Hard on the prancing heels of Black Swan and Herzog’s Pina skips the re-mastered re-release of Isadora, the 1968 biopic of American modern dance pioneer Isadora Duncan (1877–1927). It’s easy to see why the late 60s adopted Duncan, a free-spirited, proto-feminist, Communist and bohemian, as an icon. How proto-feminist? Margaret Drabble is credited with ‘additional dialogue’. This is, after all, the story of a woman who celebrated her 12th birthday by vowing never to marry and then incinerated her parents’ marriage certificate to seal the deal. Sure, there are men in this film but they’re only here to show how much better off without them Duncan was.

Vanessa Redgrave was seemingly born to play Isadora Duncan, dancer or not. There are obvious parallels between their lives, even if some of them hadn’t happened when this film was released; the supporting of controversial political causes (in Duncan’s case it was Soviet Russia, in Redgrave’s it’s Palestine), the absolute commitment to artistic integrity, and the personal tragedies. Casting in a biopic wasn’t to get this perfect again until Stephen Fry tackled Wilde.

Director Karel Reisz and screenplay writers Melvyn Bragg and Clive Exton could have taken the populist route and focused on Duncan’s unconventional sex life and occasional instances of public nudity – instead, there is dancing. Lots and lots of dancing. Despite being beautiful where Duncan was famously plain, Redgrave proves herself to be a damn good hoofer: no body doubles required. She’s aided by the fact that Duncan was self-taught, and didn’t believe in pushing the body beyond its own range. As a result, ballet fans looking for dizzying fouettes and eye-watering flexibility won’t find much to marvel at here. As an actor, however, Redgrave uses her emotional range and lean, almost lanky, body to create fairly believable reproductions of the ‘Duncan Experience’. (She didn’t have much to go on beyond photographs and written accounts – the sole surviving film of Duncan is only five seconds long.) At times, Reisz films Redgrave from low angles that make her look monumental.

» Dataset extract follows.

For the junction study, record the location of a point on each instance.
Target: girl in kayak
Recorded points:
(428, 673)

Redgrave also captures something darker at the heart of Duncan’s chaotic existence and near-obsessive dedication to her art: what the box cover describes as “naïve, effervescent radiance”, Redgrave conveys as something closer to manic depression. There are tears, and fights, and drunkenness, and spontaneous knees-ups, and the ardent pursuit of total strangers. At one point my viewing companion muttered “This is the maddest film ever”. Duncan might have been fun at parties, but she was bloody impossible to live with. Isadora is based largely on Duncan’s autobiography, which makes Redgrave’s ability to elicit her subject’s less attractive qualities all the more remarkable. It’s almost as amazing as the then 30 year-old Redgrave’s convincing on-camera journey from fearless adolescence to grief-stricken middle age.

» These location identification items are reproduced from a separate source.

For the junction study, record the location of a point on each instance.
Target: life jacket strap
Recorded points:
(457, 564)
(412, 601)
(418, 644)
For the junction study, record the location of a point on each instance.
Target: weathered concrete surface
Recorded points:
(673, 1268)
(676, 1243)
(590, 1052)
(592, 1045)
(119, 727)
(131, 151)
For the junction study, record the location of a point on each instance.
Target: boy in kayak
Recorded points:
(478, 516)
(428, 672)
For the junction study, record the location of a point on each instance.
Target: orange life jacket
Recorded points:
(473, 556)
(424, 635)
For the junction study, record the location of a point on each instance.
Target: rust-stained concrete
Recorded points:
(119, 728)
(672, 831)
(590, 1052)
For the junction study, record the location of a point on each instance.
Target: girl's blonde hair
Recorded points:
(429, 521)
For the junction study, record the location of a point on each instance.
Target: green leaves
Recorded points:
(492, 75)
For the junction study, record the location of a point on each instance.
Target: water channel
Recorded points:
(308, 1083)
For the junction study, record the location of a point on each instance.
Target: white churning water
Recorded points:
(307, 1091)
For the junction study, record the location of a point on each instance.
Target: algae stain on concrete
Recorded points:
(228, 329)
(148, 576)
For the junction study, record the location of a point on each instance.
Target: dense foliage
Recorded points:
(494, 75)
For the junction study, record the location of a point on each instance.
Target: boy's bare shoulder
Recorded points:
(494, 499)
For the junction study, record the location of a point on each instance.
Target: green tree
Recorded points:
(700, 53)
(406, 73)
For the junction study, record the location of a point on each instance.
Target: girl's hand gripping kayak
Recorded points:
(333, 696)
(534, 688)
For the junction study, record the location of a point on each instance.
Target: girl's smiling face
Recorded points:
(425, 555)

The only bum note is the ending, in which Duncan’s grisly demise happens on-camera with unintentionally comedic results. It seems almost disrespectful, especially given the more restrained treatment of the drowning of her two young children. On the plus side, the amazing scenery (it was filmed on location in Yugoslavia, England, France, Croatia and Italy), costumes and decadent interiors, along with all the theatre pieces, make Isadora quite the feast for the eyes. Special mention has to go the scene set in Moscow where Duncan, clad only in a tunic and with her hair dyed red, performs for the Red Army by lamplight.

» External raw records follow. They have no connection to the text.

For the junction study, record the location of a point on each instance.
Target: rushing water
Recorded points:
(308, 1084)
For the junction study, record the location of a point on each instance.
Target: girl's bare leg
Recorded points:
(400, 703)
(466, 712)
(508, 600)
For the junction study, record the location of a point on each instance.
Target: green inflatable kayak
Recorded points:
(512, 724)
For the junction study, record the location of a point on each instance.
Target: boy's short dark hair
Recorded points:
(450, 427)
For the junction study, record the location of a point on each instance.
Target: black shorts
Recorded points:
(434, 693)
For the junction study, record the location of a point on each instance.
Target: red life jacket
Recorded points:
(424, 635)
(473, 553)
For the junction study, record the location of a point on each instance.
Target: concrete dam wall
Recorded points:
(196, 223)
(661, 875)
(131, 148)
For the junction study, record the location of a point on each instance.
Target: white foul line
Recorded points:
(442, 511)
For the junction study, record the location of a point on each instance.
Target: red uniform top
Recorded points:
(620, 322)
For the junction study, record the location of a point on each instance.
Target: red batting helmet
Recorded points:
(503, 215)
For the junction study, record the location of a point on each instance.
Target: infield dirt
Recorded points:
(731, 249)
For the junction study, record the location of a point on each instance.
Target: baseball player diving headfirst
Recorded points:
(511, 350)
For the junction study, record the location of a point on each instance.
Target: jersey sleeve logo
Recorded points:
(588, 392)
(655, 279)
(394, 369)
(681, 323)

This reissue comes with more extras than you can shake a stick at, including the aforementioned five second clip of La Duncan herself, a clip from 70s art show Aquarius featuring some marvellous period fashions from the host and his guest and Lynn Seymour dancing a tribute to Duncan, and a full-length Royal Ballet performance of Isadora. Like the woman herself it’s all quite overwhelming; you should go out and buy this reissue at once.